MakerBot CEO Jonathan Jaglom and productor Wilson Feliciano
MakerBot has a 3D Ecosystem that helps others — engineers, designers, educators, students, hobbyists — to turn their ideas into reality. It includes software, materials, and support, but these elements of the MakerBot 3D Ecosystem all involve the 3D printers that we make in Brooklyn — now in a new factory, with double the manufacturing capacity.
A few days after we opened the factory, I spent a few hours on our production line, as part of the human ecosystem that is ramping up the factory to full capacity. I worked a station on the MakerBot Replicator 2X line, building what we call the Z stage: the motor, the threaded rod, the holder that heats the build plate. At the Z stage station, as at many work stations, the task of assembly involves a fixture to hold the parts in place. Fixtures can be machined, but 3D printed fixtures take less time and money to make than metal ones, and in many cases are just as good as metal. 3D printed fixtures allow us not only to create a repeatable manufacturing process, but to refine and improve the process as we go.
You might expect us to make our own fixtures on MakerBot Replicators, but we’re not alone. In Chicago a couple of weeks ago, on my 11-week, 22-state Listening Tour, I stopped by the Center for Lost Arts, monthlong pop-up community workshop, where the makers of the Beton Coffee Storage Vessel were making rewards for their backers on Kickstarter. They had 3D printed a fixture to shape the handle of the coffee scoop using the MakerBot Starter Lab at the Center for Lost Arts.
Beton is a two-person operation — Dan Cigler and Travis Koss — but the big boys do it, too. I went to see a multibillion-dollar manufacturer with a million-square-foot facility, and they make some fixtures on a MakerBot Replicator Z18.

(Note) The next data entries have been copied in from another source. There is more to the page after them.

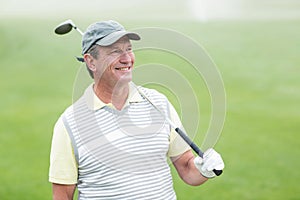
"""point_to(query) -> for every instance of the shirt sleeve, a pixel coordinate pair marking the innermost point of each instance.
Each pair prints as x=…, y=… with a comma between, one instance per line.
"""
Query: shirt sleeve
x=177, y=145
x=63, y=165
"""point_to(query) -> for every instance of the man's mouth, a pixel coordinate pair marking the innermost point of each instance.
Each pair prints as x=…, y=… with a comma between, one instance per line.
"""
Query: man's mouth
x=123, y=68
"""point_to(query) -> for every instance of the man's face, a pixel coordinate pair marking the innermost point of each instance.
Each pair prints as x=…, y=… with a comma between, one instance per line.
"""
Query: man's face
x=115, y=62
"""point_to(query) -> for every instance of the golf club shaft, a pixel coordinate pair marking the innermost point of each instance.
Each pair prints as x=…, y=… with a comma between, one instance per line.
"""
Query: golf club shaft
x=180, y=132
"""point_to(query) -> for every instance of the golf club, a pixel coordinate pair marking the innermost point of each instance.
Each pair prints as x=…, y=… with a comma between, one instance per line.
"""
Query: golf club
x=66, y=26
x=180, y=132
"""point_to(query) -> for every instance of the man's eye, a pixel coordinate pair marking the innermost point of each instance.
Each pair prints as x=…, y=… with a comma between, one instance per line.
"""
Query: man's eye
x=116, y=51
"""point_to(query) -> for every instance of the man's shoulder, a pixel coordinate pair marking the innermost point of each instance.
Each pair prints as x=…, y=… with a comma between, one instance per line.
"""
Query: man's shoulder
x=152, y=92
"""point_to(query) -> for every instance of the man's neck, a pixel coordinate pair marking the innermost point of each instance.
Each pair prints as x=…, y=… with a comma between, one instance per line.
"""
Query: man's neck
x=117, y=95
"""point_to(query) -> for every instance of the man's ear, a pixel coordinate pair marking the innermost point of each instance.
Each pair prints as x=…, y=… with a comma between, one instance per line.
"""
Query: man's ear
x=90, y=61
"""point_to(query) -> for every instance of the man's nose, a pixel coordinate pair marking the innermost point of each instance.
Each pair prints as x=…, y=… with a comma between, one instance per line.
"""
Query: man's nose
x=125, y=57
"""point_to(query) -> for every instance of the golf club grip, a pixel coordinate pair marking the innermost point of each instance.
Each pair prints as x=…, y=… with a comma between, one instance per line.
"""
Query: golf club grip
x=194, y=147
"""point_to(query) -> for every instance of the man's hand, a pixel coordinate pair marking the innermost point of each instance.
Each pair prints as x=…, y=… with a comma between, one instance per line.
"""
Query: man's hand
x=211, y=160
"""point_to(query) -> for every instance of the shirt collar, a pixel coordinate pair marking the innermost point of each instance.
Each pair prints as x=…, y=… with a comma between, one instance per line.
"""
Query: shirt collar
x=94, y=103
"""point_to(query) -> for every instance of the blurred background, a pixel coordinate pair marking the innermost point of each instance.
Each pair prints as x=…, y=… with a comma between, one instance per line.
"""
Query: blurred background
x=255, y=45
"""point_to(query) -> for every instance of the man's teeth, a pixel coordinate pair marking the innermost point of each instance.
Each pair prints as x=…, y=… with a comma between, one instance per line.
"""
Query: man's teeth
x=123, y=68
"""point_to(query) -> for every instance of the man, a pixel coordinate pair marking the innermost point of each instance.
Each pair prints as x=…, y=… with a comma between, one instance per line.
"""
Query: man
x=112, y=143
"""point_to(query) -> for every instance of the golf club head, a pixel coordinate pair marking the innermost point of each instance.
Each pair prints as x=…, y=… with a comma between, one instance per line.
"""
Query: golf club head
x=64, y=27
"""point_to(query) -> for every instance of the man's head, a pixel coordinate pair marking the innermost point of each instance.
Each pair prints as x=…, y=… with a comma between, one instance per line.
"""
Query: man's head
x=104, y=33
x=107, y=51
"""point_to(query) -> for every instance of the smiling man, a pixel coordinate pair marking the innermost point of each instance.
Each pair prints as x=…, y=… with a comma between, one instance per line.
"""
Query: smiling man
x=112, y=143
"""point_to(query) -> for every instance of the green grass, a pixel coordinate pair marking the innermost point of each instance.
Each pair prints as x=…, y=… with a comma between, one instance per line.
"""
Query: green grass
x=259, y=63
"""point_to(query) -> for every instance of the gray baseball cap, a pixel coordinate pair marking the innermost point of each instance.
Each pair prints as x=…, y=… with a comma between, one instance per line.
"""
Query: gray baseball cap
x=105, y=33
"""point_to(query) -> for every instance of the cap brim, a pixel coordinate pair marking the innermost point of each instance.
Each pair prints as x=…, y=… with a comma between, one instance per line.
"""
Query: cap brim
x=115, y=36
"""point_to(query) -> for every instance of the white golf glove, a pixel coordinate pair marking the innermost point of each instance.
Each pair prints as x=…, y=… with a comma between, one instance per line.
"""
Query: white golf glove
x=211, y=160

The Z stage fixture back at our factory worked pretty well, but if I’d had any ideas, I could have shared them with our manufacturing engineers and, in a matter of hours, we could design and 3D print something new and see if it made things go more smoothly. And that’s not just because I’m the CEO: Any worker on the line can recommend an improvement to the workflow, which can be tested with a small investment of time and filament, and if it’s not right the first time, we can try again. The worker shapes a process he or she understands best; the line becomes more productive. Everybody wins.
Soon there will be customers who will have a MakerBot Replicator 2X that I helped to assemble, and it means a lot to be able to take pride in our products in this direct, physical way.